New Ways to die in Korea:
So the time has come to update the list. A couple of months ago I wrote a blog about the dangers of living in Korea and I have recently been informed of a couple more things that just may kill you in this country. Before I inform you of my newest discoveries I will give you a quick briefing on updates from the last "killers' I wrote about.
1.The Red Pen: So, in our speaking classes we have to fill out score sheets about kids performanaces. As a teacher, I always seem to have a red pen on hand. Kids Freak out when you write ther name in red, it is pretty hilarious. They will rummage through their bag for a black pen and lunge towards you yelling "teacher, my name, this color, no red". I have one student who thinks the whole thing is looney, and she always tells me "Write my name in red...three times". (It seems as though that would be triple death, but she is miraculously resilient and is still alive and kickin').
2. Fan Death: the latest explanation is that fan death kills you by freezing you to death...hmmmm
3. Flower Death: Well I am pretty certain that I killed my orchid, so you can all stop losing sleep over it maybe killing me in my sleep.

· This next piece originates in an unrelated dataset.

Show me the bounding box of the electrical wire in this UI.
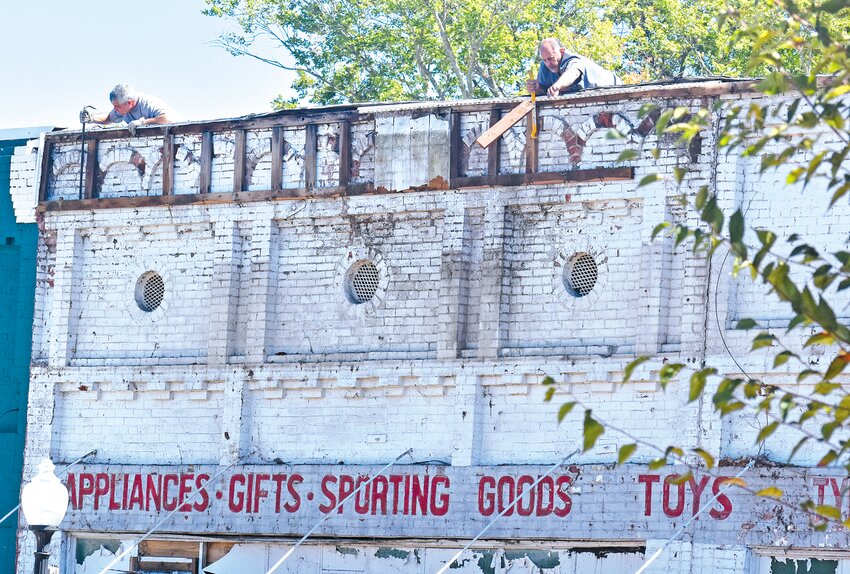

OK so the newest: In Korea kids learn in their science books that it is very dangerous to sail to far out to sea, because if you end up on a ship in the middle of the ocean there is no oxygen. What is it with Koreans fear of lack of oxygen and suffocation? The only explanation I can think of for this phenomena is that there are no trees nearby to take up CO2, but really osmosis should take care of any unequal distribution, right? When my kids told me this I was not really sure how to respond other than, "huh, I have never heard of that before". So if you come to visit me in Korea be sure to splurge for a plane ticket, because you might suffocate if you try and take a boat here...
My second new discovery is also a way you suffocate in Korea, except this is something that actually does happen. People in Korea eat live octopus. I have never seen it with my own two eyes but it is rather common I hear, I know some people who have done it. It sounds a little creepy to me, apparently as you are eating it squirms around and tries to wiggle its way off the plate (I don't blame it). Personally I could never even be at the same table where it was happening. In any case, if you do choose to sample this meal you have to know what you are doing....or you may bite the dust. If you do not chew properly, or enough, the suction cups on the tenticals will stick to your throat and suffocate you. Who ever heard of such a thing? I can't imagine octopus (especially raw/live octopus) ever tasting good enough to risk your life in order to eat it!!! I prefer a safe burrito myself.
In other news, last night I had my first experience at a real Korean spa. What a crazy experience. Korean spas are famous for exfoliating scubs. After soaking in tubs, saunas and steam rooms (one was 92 degrees C) you lye down on a table and a mostly naked Korean woman gets to work on you, scrubbing off all your dead skin. Koreans are not shy at all. They have no shame in nakedness, which I have experienced in the shower room of my gym...but this was a whole new level. So there I lye for about 20 minutes while a complete stranger who was topless scrubbed every single part of my body, except my face. It actually felt really good though. I have never felt so clean and my skin has never been so smooth.
I posted some pics of my kiddos from last term. We got new schedules and I am teaching mostly older kids now, I think it will be a lot better.

4 comments:
OK, I most certainly want the extreme body scrub when we come to visit and NOT the live octopus..... got that?
Stay well, I love you.
(Your kids are soooo cute)
omg.... Why did she have to be topless? Was she scrubbing you with her nipples? I don't get it.... The octopus sounds AWFUL! Holy jeez. I'm so glad you came up with more ways to die in Korea. I've been telling my coworkers all about fandeath and being that we are scientists they're are quite fascinated. Okay, i have to go be a creepy cat lady now.... Catch ya on the flip side yo
If I did it would she still be topless? That doesn't sound so bad... P.S. Yes, please move to Portland! That would be awesome...
Del Says...
I agree with your mom....no octopus but the body scrub! Uhmm....better than Mary Kay!